Predicting SUMOylation sites in developmental transcription factors of Drosophila melanogaster

  • Authors:
  • Denis C. Bauer;Fabian A. Buske;Timothy L. Bailey;Mikael Bodén

  • Affiliations:
  • Institute for Molecular Bioscience, The University of Queensland, Australia;Institute for Molecular Bioscience, The University of Queensland, Australia;Institute for Molecular Bioscience, The University of Queensland, Australia;Institute for Molecular Bioscience, The University of Queensland, Australia

  • Venue:
  • Neurocomputing
  • Year:
  • 2010

Quantified Score

Hi-index 0.01

Visualization

Abstract

Recent evidence suggests that SUMOylation of proteins plays a keys role in the assembly and dis-assembly of nuclear sub-compartments, as well as gene regulation by reversing the functional role of transcription factors. Determining whether a protein contains a SUMOylation site or not thus provides essential clues about its intra-nuclear spatial association and function. We investigate if the SUMOylation site prediction accuracy can be improved by using machine learning methods integrating non-local and (predicted) structural properties (including secondary structure, solvent accessibility and evolutionary profiles). We use a range of properties available from a target protein's amino acid sequence and the support-vector-machine to demonstrate that local sequence features enable best generalization, with structural features having little to no impact.

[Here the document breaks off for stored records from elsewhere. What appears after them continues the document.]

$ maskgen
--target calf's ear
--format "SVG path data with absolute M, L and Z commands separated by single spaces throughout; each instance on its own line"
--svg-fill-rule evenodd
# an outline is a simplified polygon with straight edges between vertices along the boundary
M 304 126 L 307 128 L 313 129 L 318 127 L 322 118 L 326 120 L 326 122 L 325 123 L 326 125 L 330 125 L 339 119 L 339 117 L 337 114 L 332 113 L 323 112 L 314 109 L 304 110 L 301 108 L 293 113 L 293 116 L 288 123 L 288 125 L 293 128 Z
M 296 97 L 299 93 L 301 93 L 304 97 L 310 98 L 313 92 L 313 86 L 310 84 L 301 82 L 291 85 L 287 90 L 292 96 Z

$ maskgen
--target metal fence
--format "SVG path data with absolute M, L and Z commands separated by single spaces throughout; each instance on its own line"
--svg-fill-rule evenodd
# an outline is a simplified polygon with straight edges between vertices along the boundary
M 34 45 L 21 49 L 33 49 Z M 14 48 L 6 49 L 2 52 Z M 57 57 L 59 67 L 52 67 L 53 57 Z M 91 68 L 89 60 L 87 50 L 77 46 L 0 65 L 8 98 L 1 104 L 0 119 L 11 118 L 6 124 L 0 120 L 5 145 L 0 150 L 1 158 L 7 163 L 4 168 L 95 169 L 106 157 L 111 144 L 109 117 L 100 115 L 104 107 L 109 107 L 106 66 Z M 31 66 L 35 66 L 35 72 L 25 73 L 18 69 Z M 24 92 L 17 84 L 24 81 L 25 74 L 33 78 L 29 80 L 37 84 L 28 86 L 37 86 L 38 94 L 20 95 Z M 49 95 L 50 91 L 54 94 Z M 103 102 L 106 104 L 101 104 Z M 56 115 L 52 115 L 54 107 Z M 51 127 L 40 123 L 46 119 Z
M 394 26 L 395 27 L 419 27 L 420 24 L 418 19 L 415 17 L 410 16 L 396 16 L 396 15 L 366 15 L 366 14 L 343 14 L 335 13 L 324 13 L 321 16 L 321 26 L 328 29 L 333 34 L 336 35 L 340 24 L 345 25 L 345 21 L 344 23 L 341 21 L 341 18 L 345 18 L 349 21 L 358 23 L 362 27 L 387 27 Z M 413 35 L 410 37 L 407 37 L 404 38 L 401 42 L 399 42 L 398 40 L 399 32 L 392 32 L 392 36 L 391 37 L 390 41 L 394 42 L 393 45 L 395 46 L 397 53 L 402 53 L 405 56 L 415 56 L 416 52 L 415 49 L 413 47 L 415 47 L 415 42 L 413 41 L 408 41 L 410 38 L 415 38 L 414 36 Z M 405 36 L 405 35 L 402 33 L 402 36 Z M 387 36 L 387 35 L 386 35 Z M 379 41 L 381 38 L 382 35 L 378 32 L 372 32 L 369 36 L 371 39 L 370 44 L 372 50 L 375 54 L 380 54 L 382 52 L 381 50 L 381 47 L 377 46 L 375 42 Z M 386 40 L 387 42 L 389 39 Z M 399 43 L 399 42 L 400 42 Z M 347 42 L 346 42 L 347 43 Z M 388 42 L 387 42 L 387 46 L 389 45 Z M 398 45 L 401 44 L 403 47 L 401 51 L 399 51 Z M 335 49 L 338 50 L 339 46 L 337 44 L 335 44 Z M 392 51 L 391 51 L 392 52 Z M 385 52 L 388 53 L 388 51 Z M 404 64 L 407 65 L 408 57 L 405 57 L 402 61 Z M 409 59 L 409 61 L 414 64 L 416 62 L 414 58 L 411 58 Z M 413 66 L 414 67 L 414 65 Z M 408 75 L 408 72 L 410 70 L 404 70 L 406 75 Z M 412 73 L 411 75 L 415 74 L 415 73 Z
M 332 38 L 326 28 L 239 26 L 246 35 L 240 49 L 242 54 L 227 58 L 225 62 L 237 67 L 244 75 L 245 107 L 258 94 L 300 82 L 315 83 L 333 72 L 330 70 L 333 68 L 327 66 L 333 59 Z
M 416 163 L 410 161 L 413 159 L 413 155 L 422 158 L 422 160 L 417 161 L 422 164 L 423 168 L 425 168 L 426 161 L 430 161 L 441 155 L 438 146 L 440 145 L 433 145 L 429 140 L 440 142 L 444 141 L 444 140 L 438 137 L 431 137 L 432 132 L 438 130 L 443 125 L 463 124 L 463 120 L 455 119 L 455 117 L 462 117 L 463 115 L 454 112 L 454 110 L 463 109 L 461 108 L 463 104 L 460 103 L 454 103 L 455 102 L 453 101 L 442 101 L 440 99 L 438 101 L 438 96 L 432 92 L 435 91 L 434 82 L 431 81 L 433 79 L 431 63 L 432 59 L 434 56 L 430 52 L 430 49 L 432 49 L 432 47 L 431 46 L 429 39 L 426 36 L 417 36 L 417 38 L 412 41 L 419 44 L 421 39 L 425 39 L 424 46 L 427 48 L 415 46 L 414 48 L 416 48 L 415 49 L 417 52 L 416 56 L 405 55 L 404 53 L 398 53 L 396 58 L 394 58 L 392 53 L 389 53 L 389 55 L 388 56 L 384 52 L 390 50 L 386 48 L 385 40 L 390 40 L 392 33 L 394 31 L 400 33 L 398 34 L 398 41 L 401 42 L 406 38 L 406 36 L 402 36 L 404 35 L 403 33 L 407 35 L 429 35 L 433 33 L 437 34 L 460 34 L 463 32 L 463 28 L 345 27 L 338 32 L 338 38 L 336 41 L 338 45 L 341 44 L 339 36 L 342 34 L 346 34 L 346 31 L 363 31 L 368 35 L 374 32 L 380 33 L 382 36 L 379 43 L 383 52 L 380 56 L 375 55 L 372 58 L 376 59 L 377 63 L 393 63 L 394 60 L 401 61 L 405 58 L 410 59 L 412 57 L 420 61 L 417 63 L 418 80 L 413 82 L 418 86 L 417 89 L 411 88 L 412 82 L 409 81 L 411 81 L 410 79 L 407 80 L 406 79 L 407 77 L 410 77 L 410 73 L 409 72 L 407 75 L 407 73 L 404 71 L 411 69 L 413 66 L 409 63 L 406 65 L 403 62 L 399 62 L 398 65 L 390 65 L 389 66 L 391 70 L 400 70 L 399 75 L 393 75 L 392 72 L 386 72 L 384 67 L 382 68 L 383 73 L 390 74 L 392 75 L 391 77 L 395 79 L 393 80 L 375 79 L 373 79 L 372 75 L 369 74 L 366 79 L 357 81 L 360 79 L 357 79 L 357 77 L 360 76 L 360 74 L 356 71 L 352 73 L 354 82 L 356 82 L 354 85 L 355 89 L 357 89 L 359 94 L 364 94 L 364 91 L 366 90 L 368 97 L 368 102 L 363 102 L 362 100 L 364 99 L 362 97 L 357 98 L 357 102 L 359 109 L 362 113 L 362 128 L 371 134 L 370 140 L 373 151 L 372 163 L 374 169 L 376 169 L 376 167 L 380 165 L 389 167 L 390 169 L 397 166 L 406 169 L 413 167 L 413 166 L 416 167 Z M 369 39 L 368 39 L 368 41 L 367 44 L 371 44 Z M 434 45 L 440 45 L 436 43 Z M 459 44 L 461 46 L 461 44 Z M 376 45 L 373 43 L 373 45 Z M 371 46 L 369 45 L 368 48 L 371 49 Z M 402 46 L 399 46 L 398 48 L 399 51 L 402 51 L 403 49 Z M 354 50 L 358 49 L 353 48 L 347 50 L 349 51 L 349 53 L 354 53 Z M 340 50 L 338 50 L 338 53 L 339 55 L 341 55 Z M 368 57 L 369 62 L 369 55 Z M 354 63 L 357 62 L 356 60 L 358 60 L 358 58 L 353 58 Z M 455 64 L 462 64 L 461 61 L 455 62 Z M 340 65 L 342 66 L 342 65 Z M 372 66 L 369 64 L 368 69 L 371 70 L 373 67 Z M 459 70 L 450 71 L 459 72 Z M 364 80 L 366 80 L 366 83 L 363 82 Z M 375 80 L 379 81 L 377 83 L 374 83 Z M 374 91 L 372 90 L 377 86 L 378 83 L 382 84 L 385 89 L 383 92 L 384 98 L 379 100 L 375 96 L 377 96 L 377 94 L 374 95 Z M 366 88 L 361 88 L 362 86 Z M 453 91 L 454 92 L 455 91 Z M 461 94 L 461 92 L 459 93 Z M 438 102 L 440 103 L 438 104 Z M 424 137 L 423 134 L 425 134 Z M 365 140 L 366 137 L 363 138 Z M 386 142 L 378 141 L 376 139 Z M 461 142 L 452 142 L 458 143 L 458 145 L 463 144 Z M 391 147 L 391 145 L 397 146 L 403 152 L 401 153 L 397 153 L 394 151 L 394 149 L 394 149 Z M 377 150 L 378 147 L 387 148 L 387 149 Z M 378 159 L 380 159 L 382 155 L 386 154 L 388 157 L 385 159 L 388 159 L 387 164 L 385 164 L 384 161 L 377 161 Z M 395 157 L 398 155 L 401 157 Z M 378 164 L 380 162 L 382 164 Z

The support-vector-machine model for SUMOylation sites based on the primary protein sequence achieves an area under the ROC of 0.92 using fivefold cross-validation, and 96% accuracy on an independent hold-out test set, which is superior to previously published methods. However, using a simple consensus motif to scan sequence data exhibits equal performance with reduced computational time and no bias towards the chosen training data. We show that the simple consensus motif makes biologically reasonable predictions and use it to identify specific sites that may explain the dual role ascribed to a set of transcription factors in Drosophila melanogaster.